メイ首相の早期辞任は不可避に

逆にEUからすると、今回の協定案は受け入れやすいものですね。

菅野:はい。離脱協定に対するEU側の承認には以下のような手続きが必要になります。まずEU理事会が特定多数決方式(QMV)により、EU加盟27カ国の55%以上、かつその人口がEU人口の65%以上であることを満たす二重多数決にて協定案を巡る合意内容の承認を行います。その後、交渉がまとまると欧州議会が多数決によって離脱協定案を承認します。
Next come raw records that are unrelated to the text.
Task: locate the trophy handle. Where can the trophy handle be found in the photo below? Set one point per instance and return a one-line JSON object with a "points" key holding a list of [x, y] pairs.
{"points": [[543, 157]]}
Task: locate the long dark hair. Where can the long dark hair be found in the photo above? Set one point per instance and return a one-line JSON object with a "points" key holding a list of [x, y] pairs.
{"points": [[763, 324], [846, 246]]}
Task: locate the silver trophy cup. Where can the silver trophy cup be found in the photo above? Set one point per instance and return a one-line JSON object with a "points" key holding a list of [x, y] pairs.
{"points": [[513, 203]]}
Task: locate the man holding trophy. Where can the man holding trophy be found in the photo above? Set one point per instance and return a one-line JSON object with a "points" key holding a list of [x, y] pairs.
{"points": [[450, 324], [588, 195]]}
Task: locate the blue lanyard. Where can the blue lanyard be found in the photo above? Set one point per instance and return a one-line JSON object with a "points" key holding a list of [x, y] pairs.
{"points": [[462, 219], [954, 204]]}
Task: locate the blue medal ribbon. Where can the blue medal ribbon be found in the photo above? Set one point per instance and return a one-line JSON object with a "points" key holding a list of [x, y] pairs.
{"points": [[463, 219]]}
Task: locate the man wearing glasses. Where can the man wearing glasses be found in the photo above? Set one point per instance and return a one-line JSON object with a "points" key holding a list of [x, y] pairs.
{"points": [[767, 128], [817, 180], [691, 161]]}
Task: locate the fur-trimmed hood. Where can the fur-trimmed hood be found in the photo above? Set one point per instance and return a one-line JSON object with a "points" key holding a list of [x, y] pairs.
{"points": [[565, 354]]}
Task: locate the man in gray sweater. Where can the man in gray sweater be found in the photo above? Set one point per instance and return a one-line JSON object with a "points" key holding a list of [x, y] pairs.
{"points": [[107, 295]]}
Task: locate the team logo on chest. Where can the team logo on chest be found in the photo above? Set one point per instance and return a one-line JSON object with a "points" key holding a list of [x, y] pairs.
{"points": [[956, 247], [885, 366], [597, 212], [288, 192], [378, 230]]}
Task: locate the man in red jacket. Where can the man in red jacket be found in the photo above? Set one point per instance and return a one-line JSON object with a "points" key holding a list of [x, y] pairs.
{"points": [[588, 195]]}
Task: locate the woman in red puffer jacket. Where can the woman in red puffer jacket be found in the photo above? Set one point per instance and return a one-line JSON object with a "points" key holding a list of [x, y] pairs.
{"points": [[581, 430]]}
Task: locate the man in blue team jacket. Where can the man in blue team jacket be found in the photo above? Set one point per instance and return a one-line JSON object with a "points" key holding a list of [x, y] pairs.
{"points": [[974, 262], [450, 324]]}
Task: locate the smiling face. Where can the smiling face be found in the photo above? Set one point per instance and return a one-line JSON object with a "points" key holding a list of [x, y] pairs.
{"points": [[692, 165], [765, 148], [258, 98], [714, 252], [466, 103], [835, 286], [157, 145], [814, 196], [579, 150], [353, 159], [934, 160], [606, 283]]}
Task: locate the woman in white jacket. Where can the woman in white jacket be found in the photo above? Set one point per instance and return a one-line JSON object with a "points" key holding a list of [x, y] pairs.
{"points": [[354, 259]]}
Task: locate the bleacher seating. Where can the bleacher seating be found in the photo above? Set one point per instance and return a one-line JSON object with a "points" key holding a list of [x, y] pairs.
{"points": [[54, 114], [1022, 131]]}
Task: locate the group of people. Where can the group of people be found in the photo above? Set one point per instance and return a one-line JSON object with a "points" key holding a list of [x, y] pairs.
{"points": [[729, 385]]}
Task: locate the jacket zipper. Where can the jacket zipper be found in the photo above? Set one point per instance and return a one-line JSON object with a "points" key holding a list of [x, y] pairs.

今回の合意案はEU側に有利ですので、おそらく承認すると思います。

 EUは英国から少なくとも390億ポンド(約5兆6000億円)とされる「手切れ金」を受領する予定です。その上に、移行期間が1年延びるごとに10億ポンドを受け取ることになるといわれています。

 また、在英EU市民の権利保護も確約されています。これは現在、英国に居住するEU市民とその家族について、英国のEU離脱後も現在と変わらない(EU市民としての)権利を英国法の下で保障するものです。離脱後に英国は欧州司法裁判所(ECJ)の管理下から離れるものの、その後8年間は、EU市民が当該権利の申し立てをする場合はECJに訴えることができます。

 最大の懸念事項である北アイルランド問題については、2020年7月までにハードボーダーを設置しないための代替策が決まらなければ、EU離脱後の移行期間(2020年12月末まで)を延長するオプションがあります。しかし、どのみち代替策が見つからず移行期間が終了すれば前述のバックストップが発動するため、永遠にEUの単一市場に残る可能性があり、EUにとっては痛手が少ないオプションと言えます。

緊急のEU首脳会議では離脱協定案だけでなく、政治宣言でも合意しました。

菅野:26ページからなる政治宣言は、英EUの将来の関係枠組みの方向性を示しています。離脱後の英国とEUがあらゆる分野において深く、柔軟なパートナー関係を築く野心的な内容です。この政治宣言の基本理念は英国の主権とEU単一市場の整合性にあり、離脱後の英EUの関係性について、自由貿易から核安全協議と防衛まで広範な分野にわたり言及しています。

 ただこの政治宣言には法的拘束力がないため、本当にEU側が英国との未来の協定を締結するかは未知数です。また、離脱協定交渉でさんざん譲歩してきたメイ首相の手腕にも英国内の不満が高まっています。今後、メイ首相が将来の関係性をEUと交渉しても、良い条件を勝ち取れるとは保守党内ですら信じている議員は多くありません。

 よって、たとえブレグジット合意を英議会が承認しても大幅な譲歩を許し、不本意な離脱を招いたとして、メイ首相は求心力を失い、19年3月以降、辞任に追い込まれる可能性が高いといわれています。

 ブレグジットを見届けるとして退陣の意向を強く否定したメイ首相ですが、今後の不信任投票の行方や、英議会の採決次第では、その決意が揺らぐ可能性も否めません。今後、英国では合意なき離脱だけでなく、その際に議会再編が起こり、政治が再び大きく動く可能性に警戒が必要です。